Das große Erziehungsexperiment: Diese Einschlafhilfen empfiehlt Expertin Miriam Hoff

In Deutschlands erster Erziehungsshow widmen sich Nazan Eckes und Oliver Geissen allen großen und kleinen Fragen rund um Familie, Kinder und Erziehung.
Das große Erziehungs Experiment © RTL / Guido Engels

Beim Einschlafen geht es um die physische Trennung von den Eltern - und das löst beim Kind oft einen Kontrollverlust und starke Ängste aus. Um dem entgegenzuwirken, setzt Psychotherapeutin Miriam Hoff Techniken ein, die das Kind bewusst miteinbeziehen, ernst nehmen und Sicherheit und Bindung stärken. In der Sendung 'Das große Erziehungsexperiment' hat sie bei Familie Nagel zwei Techniken als Hilfe zum Einschlafen angewandt, die sie in ihrer Praxis schon oft erfolgreich eingesetzt hat

Das Einschlafposter – kindgerechte Visualisierung des Rituals

Das Einschlafposter wird gemeinsam mit dem Kind entwickelt. Das therapeutisch wirksame Element ist hierbei der Einbezug des Kindes in den Prozess – d.h. man überlegt gemeinsam, welche Schritte im Abendritual als erstes, zweites, drittes etc. kommen könnten. Hierbei kann man entsprechende Malvorlagen oder Bildszenen ausdrucken und dem Kind zur Auswahl vorlegen. Man schneidet dann gemeinsam aus und bemalt die einzelnen Schritte des Abendrituals. So hat das Kind das Gefühl, dass es ein Mitbestimmungsrecht“ hat. Durch die gemeinsame Entwicklung sitzt es sozusagen mit im Boot und kann sich entsprechend leichter an das so vorher Abgemachte halten.

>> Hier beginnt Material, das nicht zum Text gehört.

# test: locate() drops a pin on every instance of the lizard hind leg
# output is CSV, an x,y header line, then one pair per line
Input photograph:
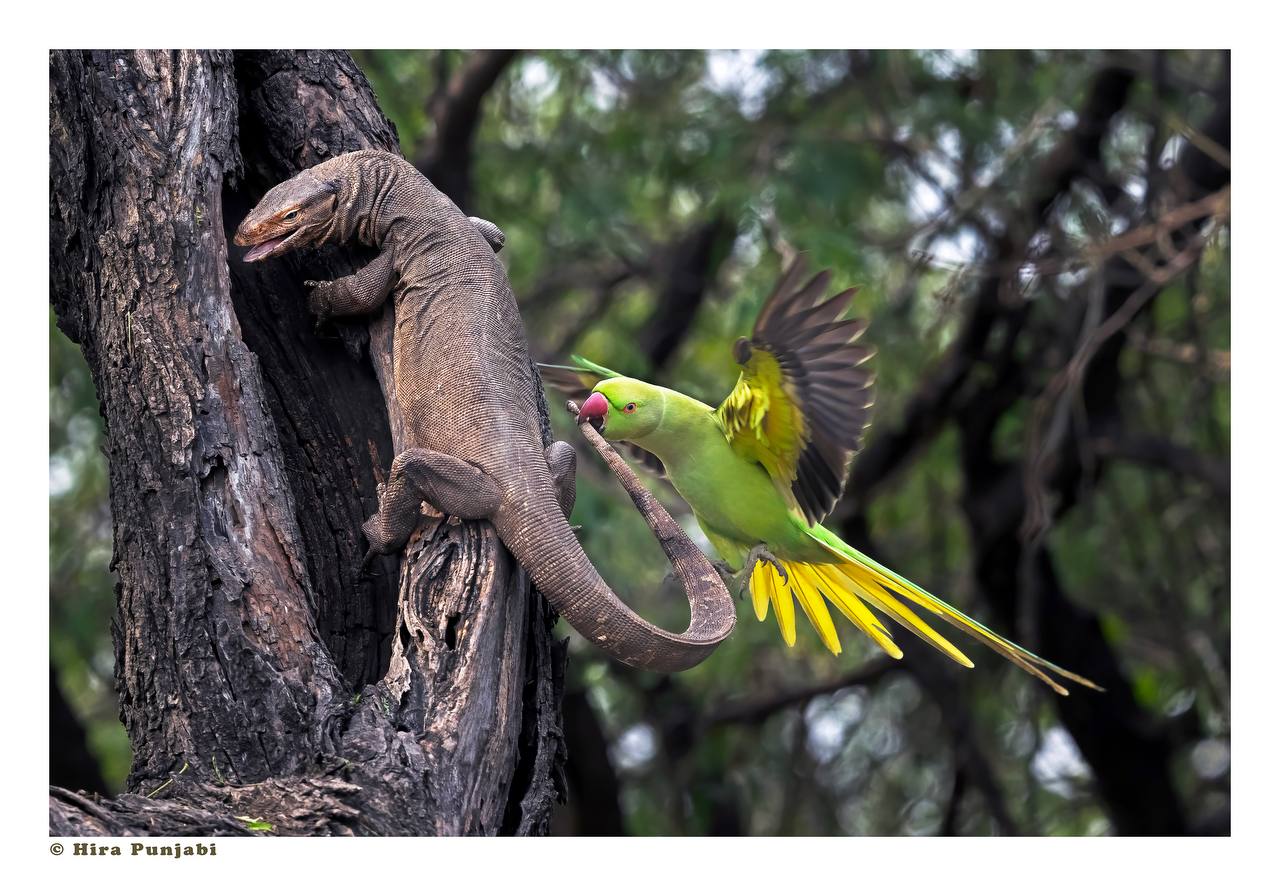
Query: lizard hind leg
x,y
446,484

Ein weiterer kindzentrierter Vorteil des Posters ist die Visualisierung: Alles was bildlich sichtbar ist, ist für das Kind viel unmittelbarer verständlich und erfassbar als bloßes Reden. Das Poster sollte gut sichtbar entweder ins Bade- oder Kinderzimmer gehängt werden. Im Verlauf des Abendrituals kann man dann immer wieder darauf verweisen oder das Kind "fragen", welcher Schritt nun als nächstes kommt. 

Das Wollknäuel – die physische Verbindung zwischen Eltern und Kind

Das Wollknäuel stellt eine sicht- und greifbare Verbindung zwischen Kind und Eltern her. Man bietet dem Kind verschieden farbige Wolle an und es sucht sich aus, was ihm am besten gefällt. Dann wird das eine Ende des Wollknäuels dem Kind in die Hand gegeben und das andere Ende bis ins Schlaf- oder Wohnzimmer der Eltern gezogen. So kann sich durch gegenseitiges Ziehen am Knäuel der Anwesenheit des jeweils anderen versichert werden.

Das Wollknäuel ist sozusagen eine "sichtbare Nabelschnur" und stärkt beim Kind das Bindungs- und Sicherheitsgefühl. Außerdem ist es ein idealer Übergang zum "Loslassen" bei gleichzeitigem Erhalt des Vertrauens. Dem Kind gelingt es so leichter, alleine in seinem eigenen Bett einzuschlafen und kann sich jederzeit vergewissern, dass die Eltern noch da sind.